しかも、子供たちが、見て辛いような状態ではまったくないというのも、安心できるところです。小さな傷跡は見えますが、本当にそれだけなのです。それ以外は、本当にこれまで通りのお母さんなのです。子供たちは私が愛していることを知っていますし、子供たちと可能な限り一緒に長くいるためには、私が何でもすると分かってくれています。しかも個人的には、それによって女性らしさを失ったともまったく思っていません。むしろより力を得たように思えますし、私の下した強い決断は、私から女性らしさを奪うものではまるでなかったのです。

私は、ブラット・ピットというパートナーがいたことを本当に幸運だと思っています。彼は本当に私を愛してくれて、サポートしてくれました。妻や彼女がこういう経験をしている人たちに伝えたいのは、あなたたちは、この変化において、非常に重要な存在であるということ。ブラッドは、Pink Lotus Breast Centerという私が治療が受けた所に、私の手術中はずっといてくれました。しかも、お互い笑ったりする機会すら見付けたのです。私たちは、家族のためにこれは正しいことだと分かっていましたし、家族の絆をより強めてくれると思っていました。そして、実際にそうなりました。

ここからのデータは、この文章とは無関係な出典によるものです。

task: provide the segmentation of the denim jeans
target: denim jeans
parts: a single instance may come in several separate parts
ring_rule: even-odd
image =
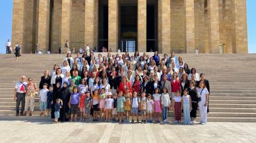
[[[169,107],[164,107],[163,109],[163,120],[167,119],[167,116],[168,115]]]

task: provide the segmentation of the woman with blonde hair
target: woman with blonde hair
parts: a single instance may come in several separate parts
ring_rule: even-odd
[[[39,84],[39,89],[43,89],[44,84],[48,84],[49,86],[51,84],[51,76],[49,76],[49,72],[48,70],[46,70],[44,73],[44,76],[41,76],[41,80]]]
[[[33,83],[32,78],[28,78],[28,84],[26,86],[26,93],[25,96],[25,109],[23,113],[24,115],[26,115],[28,111],[28,104],[30,103],[30,110],[29,115],[32,116],[32,111],[34,111],[34,98],[36,96],[36,92],[38,91],[36,84]]]
[[[179,76],[177,76],[177,72],[174,72],[172,74],[171,80],[172,84],[172,99],[176,96],[177,90],[181,91],[181,82],[179,81]]]
[[[67,82],[67,86],[70,84],[70,80],[71,80],[71,76],[70,72],[67,71],[65,74],[66,74],[65,76],[62,78],[61,87],[63,86],[64,82]]]
[[[207,121],[207,107],[209,92],[204,82],[200,82],[199,88],[197,88],[197,95],[199,98],[198,106],[199,107],[201,115],[200,124],[205,125]]]
[[[61,67],[62,73],[65,75],[66,74],[67,71],[70,72],[70,67],[69,63],[67,61],[63,61],[63,65]]]

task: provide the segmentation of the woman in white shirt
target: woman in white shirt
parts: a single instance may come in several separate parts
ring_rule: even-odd
[[[73,65],[74,64],[74,59],[71,57],[71,53],[67,54],[67,57],[64,58],[63,61],[67,61],[70,67],[73,67]]]
[[[200,124],[205,125],[207,120],[207,106],[209,92],[203,82],[200,82],[199,88],[197,89],[197,95],[199,98],[198,106],[201,115]]]
[[[107,78],[103,78],[102,81],[103,81],[102,84],[102,85],[100,85],[100,89],[105,88],[105,93],[108,93],[108,92],[111,92],[110,85],[109,84],[108,84]]]
[[[70,72],[70,67],[69,65],[69,63],[67,61],[63,61],[63,65],[61,67],[62,73],[64,73],[65,75],[66,75],[66,72]]]
[[[195,80],[196,81],[199,81],[200,80],[199,74],[198,73],[197,73],[197,71],[195,70],[195,68],[192,68],[191,69],[191,73],[189,74],[189,78],[188,79],[189,80],[191,80],[192,74],[195,74]]]
[[[81,94],[82,92],[86,92],[88,90],[86,80],[85,80],[84,78],[82,79],[81,84],[79,85],[79,94]]]
[[[56,74],[56,70],[57,69],[59,68],[59,65],[57,64],[54,65],[53,66],[53,69],[51,72],[51,74],[49,75],[50,76],[53,76],[55,74]]]
[[[71,76],[70,75],[70,72],[67,71],[65,73],[65,76],[62,78],[62,83],[61,83],[61,87],[63,86],[63,83],[67,82],[67,86],[70,84],[70,80],[71,79]]]

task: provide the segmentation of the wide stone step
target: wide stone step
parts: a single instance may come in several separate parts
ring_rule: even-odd
[[[0,98],[0,102],[13,102],[13,96],[8,98]],[[35,102],[39,102],[39,98],[35,99]]]
[[[226,93],[226,94],[255,94],[256,90],[214,90],[212,93]]]
[[[0,111],[1,112],[1,111]],[[38,113],[39,114],[40,113]],[[172,123],[175,119],[172,117],[168,117],[170,123]],[[0,115],[0,120],[1,121],[34,121],[36,123],[51,123],[53,122],[53,119],[49,117],[46,116],[39,116],[37,115],[33,115],[32,116],[19,116],[15,117],[15,115]],[[141,117],[139,117],[139,120],[141,120]],[[181,118],[181,124],[183,123],[183,119]],[[196,124],[199,124],[200,122],[200,117],[198,117],[195,119],[197,121]],[[244,123],[255,123],[256,122],[256,117],[207,117],[208,122],[244,122]],[[96,122],[100,123],[100,122]]]
[[[20,107],[21,105],[20,105]],[[28,106],[30,107],[30,106]],[[15,105],[0,105],[0,109],[1,110],[15,110],[16,106]],[[30,108],[28,107],[28,109]],[[34,105],[34,111],[40,111],[39,105]]]
[[[209,98],[212,100],[256,100],[256,97],[237,97],[237,96],[212,96]]]
[[[256,113],[256,108],[211,107],[210,112]]]
[[[200,114],[197,115],[200,118]],[[210,112],[208,117],[256,117],[256,113],[226,113],[226,112]]]
[[[208,122],[256,123],[256,117],[208,117]]]
[[[209,103],[256,104],[256,100],[212,100],[210,99]]]
[[[227,94],[227,93],[211,93],[211,96],[236,96],[236,97],[256,97],[256,94]]]
[[[35,102],[34,105],[38,106],[40,105],[39,102]],[[16,102],[15,101],[12,101],[12,102],[0,102],[0,107],[3,106],[3,105],[7,105],[7,106],[15,106],[16,105]],[[29,106],[29,105],[28,105]]]
[[[256,108],[255,104],[226,104],[226,103],[210,103],[211,107],[226,107],[226,108]]]

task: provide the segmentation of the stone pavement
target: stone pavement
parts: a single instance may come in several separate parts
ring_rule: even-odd
[[[256,142],[256,123],[53,123],[0,118],[0,142]]]

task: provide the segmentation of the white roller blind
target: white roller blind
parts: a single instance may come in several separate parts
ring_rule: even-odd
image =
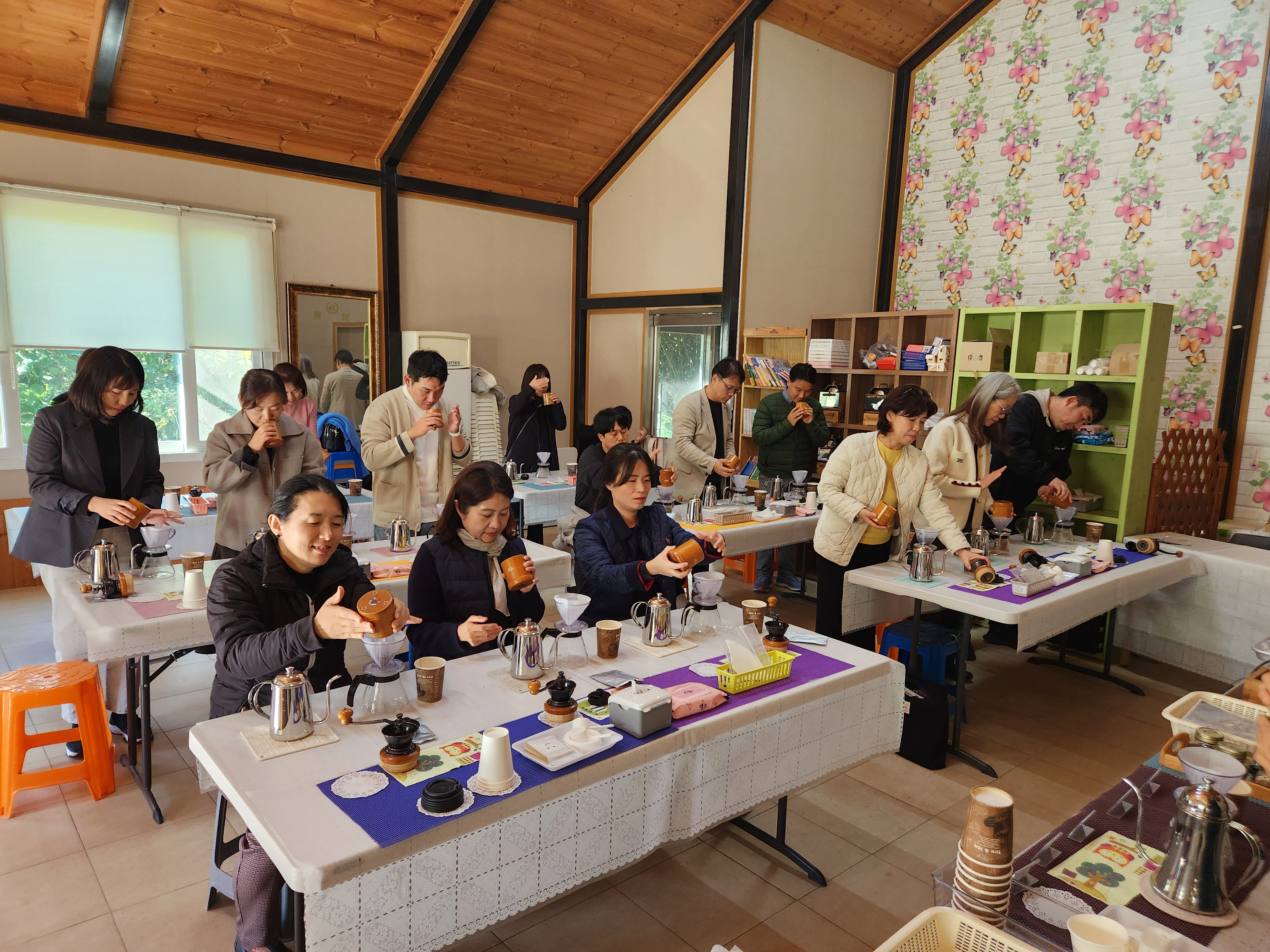
[[[175,208],[0,190],[15,347],[184,350]]]
[[[183,211],[180,246],[189,347],[277,350],[273,222]]]

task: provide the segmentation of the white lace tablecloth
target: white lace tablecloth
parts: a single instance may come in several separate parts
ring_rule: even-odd
[[[375,522],[371,518],[371,494],[366,490],[359,496],[344,496],[348,499],[348,518],[349,526],[353,531],[353,538],[372,538],[375,536]],[[182,520],[183,524],[173,526],[177,529],[177,534],[168,541],[168,551],[171,553],[173,559],[177,559],[182,552],[206,552],[212,553],[212,546],[216,545],[216,510],[208,509],[207,515],[194,515],[185,500],[189,496],[182,496]],[[18,541],[18,533],[22,532],[22,523],[27,519],[27,512],[30,506],[15,506],[13,509],[4,510],[5,531],[9,534],[9,548]],[[123,561],[123,553],[119,556],[121,564]],[[32,575],[37,579],[39,578],[39,570],[32,566]]]
[[[555,522],[573,512],[573,498],[578,491],[570,486],[561,472],[551,475],[551,485],[540,489],[546,480],[530,480],[516,484],[516,498],[525,506],[525,524],[541,526]]]
[[[1012,550],[1013,555],[1017,556],[1021,548],[1024,546],[1016,543]],[[1073,546],[1043,545],[1027,546],[1027,548],[1035,548],[1041,555],[1057,555],[1069,551]],[[996,561],[994,557],[993,564]],[[1002,561],[1002,565],[1008,565],[1008,562]],[[1128,605],[1152,592],[1158,592],[1185,579],[1204,575],[1205,571],[1204,562],[1194,555],[1181,559],[1171,555],[1157,555],[1140,562],[1118,566],[1092,579],[1068,583],[1058,592],[1038,595],[1026,604],[1015,604],[986,598],[974,592],[950,588],[950,585],[966,581],[969,575],[961,569],[961,561],[949,555],[947,570],[933,584],[909,581],[906,574],[907,569],[894,561],[850,571],[846,576],[848,584],[843,585],[843,605],[848,604],[848,599],[857,598],[851,593],[852,588],[876,589],[890,595],[899,595],[902,603],[908,603],[907,611],[892,616],[892,618],[902,618],[906,614],[912,614],[913,599],[921,595],[923,611],[926,611],[926,603],[933,603],[942,608],[968,612],[975,618],[1017,625],[1019,650],[1022,651],[1067,631],[1073,625],[1096,618],[1113,608]],[[878,621],[885,619],[879,618]],[[843,630],[850,631],[846,626]]]
[[[1241,680],[1256,664],[1252,646],[1270,633],[1270,551],[1171,532],[1152,536],[1182,548],[1205,572],[1129,604],[1116,644],[1189,671]]]
[[[726,621],[739,621],[739,608],[724,609]],[[594,631],[584,638],[594,659]],[[616,661],[592,660],[577,674],[616,666],[648,675],[719,656],[718,636],[702,641],[669,659],[624,646]],[[856,666],[723,711],[384,849],[316,787],[373,763],[382,743],[373,726],[335,725],[342,743],[267,762],[255,760],[237,736],[254,715],[196,725],[189,743],[287,882],[305,892],[311,952],[437,949],[662,843],[898,749],[899,665],[839,642],[823,650]],[[541,699],[486,677],[503,664],[497,652],[450,661],[444,697],[417,703],[418,716],[448,739],[541,707]],[[579,679],[579,692],[593,687]]]

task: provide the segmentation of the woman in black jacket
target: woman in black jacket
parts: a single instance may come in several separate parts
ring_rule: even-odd
[[[525,368],[521,392],[507,401],[507,456],[530,471],[537,470],[538,453],[550,453],[547,466],[560,468],[555,432],[568,423],[560,397],[551,392],[551,371],[540,363]]]
[[[212,717],[241,711],[253,685],[288,666],[307,670],[315,691],[335,677],[348,683],[344,644],[371,632],[356,607],[373,586],[339,545],[347,520],[348,500],[334,482],[316,473],[292,476],[273,496],[269,532],[212,576]],[[398,602],[394,631],[415,621]],[[236,948],[278,947],[281,889],[282,875],[248,830],[234,875]]]
[[[66,400],[36,414],[27,440],[27,485],[30,508],[13,546],[15,559],[41,567],[52,597],[53,572],[67,567],[76,552],[105,539],[119,564],[128,561],[141,533],[128,529],[137,510],[130,499],[150,506],[147,524],[180,522],[180,513],[159,508],[163,472],[159,434],[141,415],[146,372],[130,350],[102,347],[81,357]],[[86,658],[84,632],[70,607],[53,598],[53,654],[58,661]],[[127,677],[123,661],[105,665],[105,704],[110,729],[127,734]],[[75,707],[62,706],[62,718],[75,725]],[[81,757],[80,741],[66,744],[67,757]]]
[[[502,562],[526,555],[509,522],[512,480],[493,462],[467,466],[455,480],[436,534],[410,567],[414,654],[465,658],[495,646],[498,633],[526,618],[541,621],[537,580],[522,592],[503,581]],[[533,560],[526,559],[533,574]]]

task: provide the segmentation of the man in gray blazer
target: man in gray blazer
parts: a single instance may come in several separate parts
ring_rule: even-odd
[[[353,354],[340,350],[335,354],[335,369],[323,381],[319,413],[343,414],[361,429],[367,405],[367,401],[357,397],[357,385],[361,382],[362,374],[353,367]]]
[[[679,472],[674,484],[677,499],[701,495],[706,481],[714,482],[723,496],[724,480],[740,468],[739,463],[730,467],[724,459],[737,452],[732,435],[732,399],[740,392],[744,378],[740,360],[725,357],[714,366],[710,382],[674,407],[669,465]]]

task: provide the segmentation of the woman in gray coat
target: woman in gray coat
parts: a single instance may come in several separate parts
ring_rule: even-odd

この記事を読んでくれているすべての女性に。あなたたちには選択肢があることを知ってもらえたらと思います。すべての女性、とりわけ、家族が乳がんや卵巣がんになったことがある人達は、情報を捜して、あなたを助けられる医療機関を捜してください。そして、あなたなりの選択をしてください。

私の治療上の経験は、Pink Lotus Breast Centerのウェブサイトに詳しく記載しています。それが、他の女性達の助けになればと思います。

乳がんで亡くなる人は毎年458000人で、とりわけ低所得、中所得の国に多いということです。どんな国に住んでいても、すべての女性が遺伝子の検査ができて、事前の処置が施せる様に優先して措置を行うべきだと思います。アメリカにおいては、BRCA1と、BRCA2のテストは、3000ドル以上もかかります。それが多くの女性にとって障害となっています。

私が自分の治療について隠さないことにしたのは、いまだにがんの危険に晒されて生きていると分かっていない女性がたくさんいると思ったからです。だからその人達が、遺伝子の検査をしてくれることを望みます。そしてがんの危険性が高い場合は、しっかりとした選択肢があることを知ってもらいたいのです。

人生には、多くの挑戦があります。私たちを怖がらせるべきでないものは、私たちでコントロールできるものなのです。